- Câmara do Recife rejeitou abrir impeachment do prefeito João Campos (PSB) por supostos crimes de responsabilidade e improbidade administrativa, com 25 votos contrários, nove favoráveis e uma abstenção.
- Pedido foi protocolado pelo vereador Eduardo Moura (Novo) para apurar a nomeação de um procurador para vaga destinada a pessoas com deficiência.
- A defesa baseou-se no fato de Lucas Vieira Silva ter participado do concurso de 2022 fora da cota PcD; em 2025, ele apresentou laudo de transtorno do espectro autista e ficou em primeiro na modalidade.

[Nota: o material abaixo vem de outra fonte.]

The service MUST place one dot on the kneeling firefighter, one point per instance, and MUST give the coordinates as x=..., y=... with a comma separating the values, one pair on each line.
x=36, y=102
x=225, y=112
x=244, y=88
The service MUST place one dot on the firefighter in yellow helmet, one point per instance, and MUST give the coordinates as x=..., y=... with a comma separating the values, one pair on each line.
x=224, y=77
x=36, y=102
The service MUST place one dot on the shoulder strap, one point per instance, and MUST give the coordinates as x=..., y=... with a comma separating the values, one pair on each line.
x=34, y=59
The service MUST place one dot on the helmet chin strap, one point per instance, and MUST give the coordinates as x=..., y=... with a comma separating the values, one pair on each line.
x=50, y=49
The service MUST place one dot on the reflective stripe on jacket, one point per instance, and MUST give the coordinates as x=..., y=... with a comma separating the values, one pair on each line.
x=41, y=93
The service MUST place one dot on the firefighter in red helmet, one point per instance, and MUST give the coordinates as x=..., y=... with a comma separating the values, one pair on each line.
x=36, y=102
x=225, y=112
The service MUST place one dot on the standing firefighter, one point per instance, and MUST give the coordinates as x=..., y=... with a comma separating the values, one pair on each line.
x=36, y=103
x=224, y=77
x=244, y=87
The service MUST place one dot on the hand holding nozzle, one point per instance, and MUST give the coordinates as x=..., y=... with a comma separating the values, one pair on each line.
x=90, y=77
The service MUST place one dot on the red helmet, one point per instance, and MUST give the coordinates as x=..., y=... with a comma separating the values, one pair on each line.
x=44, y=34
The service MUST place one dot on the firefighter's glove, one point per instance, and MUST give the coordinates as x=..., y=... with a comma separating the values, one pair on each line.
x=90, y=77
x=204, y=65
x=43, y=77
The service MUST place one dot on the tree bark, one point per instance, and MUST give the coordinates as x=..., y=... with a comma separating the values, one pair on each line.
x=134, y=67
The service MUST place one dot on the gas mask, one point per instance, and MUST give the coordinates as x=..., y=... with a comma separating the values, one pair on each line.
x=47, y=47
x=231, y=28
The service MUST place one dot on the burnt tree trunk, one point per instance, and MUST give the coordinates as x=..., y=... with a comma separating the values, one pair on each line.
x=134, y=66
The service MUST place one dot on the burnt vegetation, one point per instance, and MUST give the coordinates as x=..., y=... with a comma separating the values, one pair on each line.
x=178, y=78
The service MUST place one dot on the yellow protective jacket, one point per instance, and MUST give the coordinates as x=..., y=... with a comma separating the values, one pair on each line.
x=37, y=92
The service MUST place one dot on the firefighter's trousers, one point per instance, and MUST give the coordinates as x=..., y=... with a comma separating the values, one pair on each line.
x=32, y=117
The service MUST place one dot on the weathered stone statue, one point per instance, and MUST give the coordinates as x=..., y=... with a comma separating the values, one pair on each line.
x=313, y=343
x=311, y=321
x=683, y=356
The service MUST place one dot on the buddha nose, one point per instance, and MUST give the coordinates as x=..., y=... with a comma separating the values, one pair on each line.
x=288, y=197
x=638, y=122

- O prefeito anulou a nomeação após a repercussão e escolheu Marko Venicio dos Santos Batista, aprovado originalmente em primeiro lugar e que recorreu à Justiça.
- Moura pretende concorrer com mandado de segurança no Tribunal de Justiça de Pernambuco para anular a sessão e também coleta assinaturas para abrir uma comissão parlamentar de inquérito sobre o caso.
A Câmara Municipal do Recife rejeitou, nesta terça-feira, 3, abrir impeachment do prefeito João Campos (PSB) por supostos crimes de responsabilidade e improbidade administrativa. O placar ficou em 25 votos contrários, nove favoráveis e uma abstenção. O anúncio aconteceu em Recife, PE.
O pedido foi apresentado pelo vereador Eduardo Moura (Novo) e baseava-se na nomeação de um procurador para vaga destinada a Pessoas com Deficiência (PcD). A defesa sustenta que Lucas Vieira Silva participou do concurso de 2022 fora da cota PcD e, em 2025, apresentou laudo de transtorno do espectro autista, passando a ocupar a primeira posição nessa modalidade.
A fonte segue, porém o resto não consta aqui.